Most local agencies have a mix of Caucasian, Latina and African-American surrogates. “I can’t think of a time when we’ve had an Asian surrogate,” says Growing Generations’ Bergman. Multiple agency heads say Chinese IPs tend to strongly prefer a Caucasian surrogate. “People really have this fantasy because of a lot of the marketing that was done in China,” says Gifted Journey’s Wilson-Miller. “They have this picture of blond surrogates who look like movie stars carrying the baby with their traditional families.” {snip}

The concept of cross-race surrogacy can confound friends, family and associates of surrogates and IPs alike. In August, comedian GloZell Green, who is African-American, and her husband, also African-American, had a baby girl via a surrogate. “Our surrogate is a blue-eyed blonde,” the YouTube star told potential IPs gathered in a Culver City hotel in early October. People in her life “kept asking if the baby was going to be white.”
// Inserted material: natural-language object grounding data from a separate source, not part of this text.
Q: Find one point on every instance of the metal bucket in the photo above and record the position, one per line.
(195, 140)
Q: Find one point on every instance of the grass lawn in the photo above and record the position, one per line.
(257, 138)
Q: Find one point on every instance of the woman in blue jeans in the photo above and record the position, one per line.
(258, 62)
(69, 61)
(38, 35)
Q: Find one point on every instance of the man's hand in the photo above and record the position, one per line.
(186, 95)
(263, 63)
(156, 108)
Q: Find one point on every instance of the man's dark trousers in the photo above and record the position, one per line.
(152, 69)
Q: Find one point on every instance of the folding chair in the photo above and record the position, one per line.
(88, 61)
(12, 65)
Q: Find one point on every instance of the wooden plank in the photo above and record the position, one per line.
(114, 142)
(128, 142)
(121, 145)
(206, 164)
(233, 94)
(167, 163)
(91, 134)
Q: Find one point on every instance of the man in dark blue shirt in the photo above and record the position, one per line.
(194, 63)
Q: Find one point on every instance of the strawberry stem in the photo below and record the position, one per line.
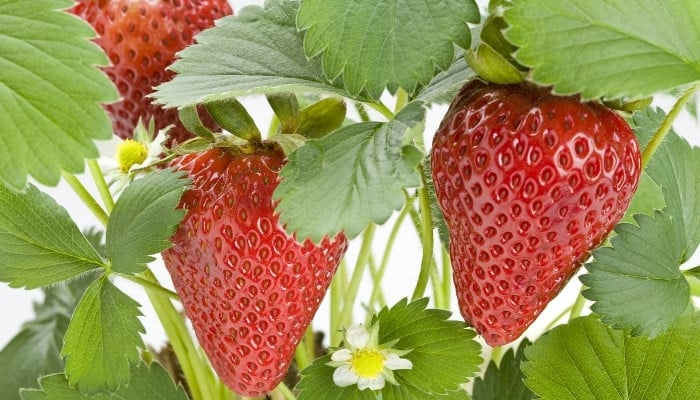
(356, 279)
(667, 124)
(376, 289)
(86, 197)
(102, 187)
(196, 371)
(426, 238)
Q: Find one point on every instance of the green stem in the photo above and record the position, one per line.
(86, 197)
(102, 187)
(337, 290)
(376, 290)
(196, 371)
(150, 286)
(667, 124)
(426, 239)
(382, 109)
(577, 308)
(446, 276)
(356, 279)
(286, 393)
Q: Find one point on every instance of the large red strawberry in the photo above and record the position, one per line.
(529, 183)
(249, 288)
(141, 38)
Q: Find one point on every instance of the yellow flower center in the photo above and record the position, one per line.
(130, 152)
(367, 363)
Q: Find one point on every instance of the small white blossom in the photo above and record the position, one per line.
(363, 362)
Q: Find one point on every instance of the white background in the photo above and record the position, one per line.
(16, 304)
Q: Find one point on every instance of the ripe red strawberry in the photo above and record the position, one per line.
(141, 38)
(529, 183)
(249, 288)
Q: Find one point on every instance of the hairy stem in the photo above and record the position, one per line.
(426, 239)
(86, 198)
(667, 124)
(356, 279)
(102, 187)
(196, 371)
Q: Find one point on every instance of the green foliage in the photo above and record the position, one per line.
(434, 341)
(102, 339)
(34, 351)
(610, 49)
(39, 242)
(352, 176)
(636, 283)
(143, 220)
(257, 51)
(150, 382)
(50, 90)
(585, 360)
(396, 54)
(505, 380)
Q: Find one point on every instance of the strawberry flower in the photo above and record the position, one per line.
(363, 362)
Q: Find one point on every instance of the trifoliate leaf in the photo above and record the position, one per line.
(675, 167)
(39, 242)
(34, 351)
(350, 177)
(50, 90)
(636, 283)
(397, 53)
(609, 49)
(150, 382)
(585, 360)
(444, 355)
(445, 85)
(505, 380)
(257, 51)
(102, 339)
(143, 220)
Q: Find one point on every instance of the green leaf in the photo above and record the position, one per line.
(150, 382)
(585, 360)
(143, 220)
(674, 167)
(34, 351)
(609, 49)
(505, 380)
(50, 90)
(39, 243)
(433, 340)
(445, 85)
(396, 54)
(102, 339)
(350, 177)
(636, 283)
(257, 51)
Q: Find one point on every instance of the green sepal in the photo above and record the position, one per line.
(233, 117)
(322, 117)
(286, 108)
(190, 120)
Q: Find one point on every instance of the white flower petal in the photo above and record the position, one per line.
(344, 376)
(393, 362)
(341, 355)
(375, 383)
(357, 336)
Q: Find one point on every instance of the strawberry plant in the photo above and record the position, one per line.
(251, 178)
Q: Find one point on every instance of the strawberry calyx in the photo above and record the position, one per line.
(492, 57)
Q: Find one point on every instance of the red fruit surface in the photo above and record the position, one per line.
(529, 183)
(141, 38)
(249, 288)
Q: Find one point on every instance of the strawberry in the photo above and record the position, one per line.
(529, 183)
(141, 38)
(249, 288)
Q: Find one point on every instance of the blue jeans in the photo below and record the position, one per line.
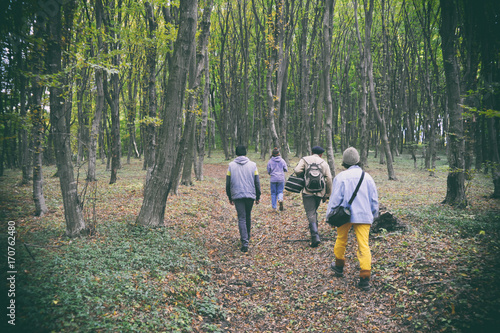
(276, 192)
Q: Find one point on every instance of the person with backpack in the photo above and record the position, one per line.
(243, 189)
(276, 168)
(363, 207)
(318, 186)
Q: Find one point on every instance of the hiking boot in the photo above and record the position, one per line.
(364, 284)
(338, 270)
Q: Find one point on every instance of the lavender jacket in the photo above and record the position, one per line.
(276, 167)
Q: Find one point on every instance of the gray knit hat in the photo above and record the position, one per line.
(350, 156)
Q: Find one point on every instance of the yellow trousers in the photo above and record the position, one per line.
(364, 254)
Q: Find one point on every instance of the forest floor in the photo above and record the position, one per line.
(441, 274)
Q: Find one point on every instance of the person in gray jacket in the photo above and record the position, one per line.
(243, 189)
(310, 199)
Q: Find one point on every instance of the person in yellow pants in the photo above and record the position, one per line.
(364, 208)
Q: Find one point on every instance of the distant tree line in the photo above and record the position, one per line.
(169, 81)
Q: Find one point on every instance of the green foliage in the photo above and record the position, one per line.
(128, 279)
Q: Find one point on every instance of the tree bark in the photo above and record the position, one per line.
(157, 188)
(363, 63)
(380, 119)
(150, 102)
(99, 103)
(455, 192)
(37, 128)
(329, 6)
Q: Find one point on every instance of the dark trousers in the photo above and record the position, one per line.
(244, 210)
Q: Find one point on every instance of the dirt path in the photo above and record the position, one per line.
(282, 284)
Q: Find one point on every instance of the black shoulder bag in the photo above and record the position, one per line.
(342, 215)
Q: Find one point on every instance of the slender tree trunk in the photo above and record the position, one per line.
(305, 137)
(116, 144)
(37, 129)
(380, 119)
(150, 102)
(202, 128)
(186, 147)
(99, 104)
(455, 193)
(363, 148)
(157, 188)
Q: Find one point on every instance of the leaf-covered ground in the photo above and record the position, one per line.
(440, 275)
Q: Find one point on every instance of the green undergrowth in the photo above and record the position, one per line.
(124, 279)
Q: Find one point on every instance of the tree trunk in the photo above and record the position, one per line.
(150, 103)
(305, 132)
(455, 193)
(202, 128)
(99, 103)
(116, 144)
(363, 148)
(37, 129)
(380, 119)
(157, 188)
(327, 41)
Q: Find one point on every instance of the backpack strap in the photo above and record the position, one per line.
(357, 188)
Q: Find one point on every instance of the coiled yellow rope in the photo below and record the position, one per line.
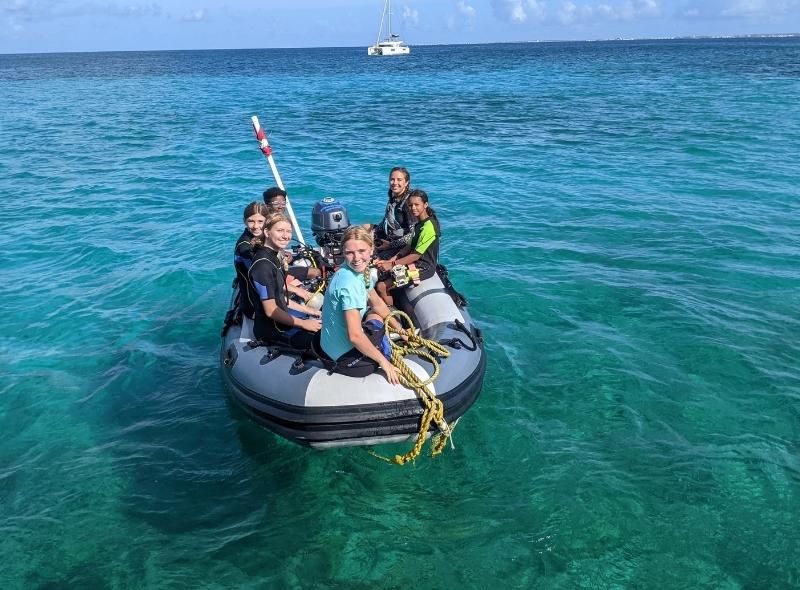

Surrogate selection aside, California has the added allure of numerous enclaves where families can be surrounded by Chinese speakers and businesses. “People from China can stay in Irvine, for example, and they have Chinese TV on their cable packages. Throughout California there are places they can go and shop and find stuff in Chinese. If they go to Kansas or Oklahoma? It’s total culture shock,” says Expect Miracles’ Anderson. {snip}

Of course, any baby born via surrogate in the U.S. has birthright citizenship. “The Chinese couples really like that because a lot of them want to come back and forth,” says Molly O’Brien, a fertility lawyer with offices in Torrance who frequently travels to China to participate in information sessions for would-be parents, often sponsored by doctors offices or assisted-reproduction agencies. “Maybe they eventually want that child to be able to go to college here.” Unlike the U.S., China forbids dual citizenship, and most American-born Chinese babies remain U.S. citizens. “Most Chinese couples just keep that American passport. It’s only if you want to use the government services that you’ve got to be Chinese,” says CSP’s Synesiou.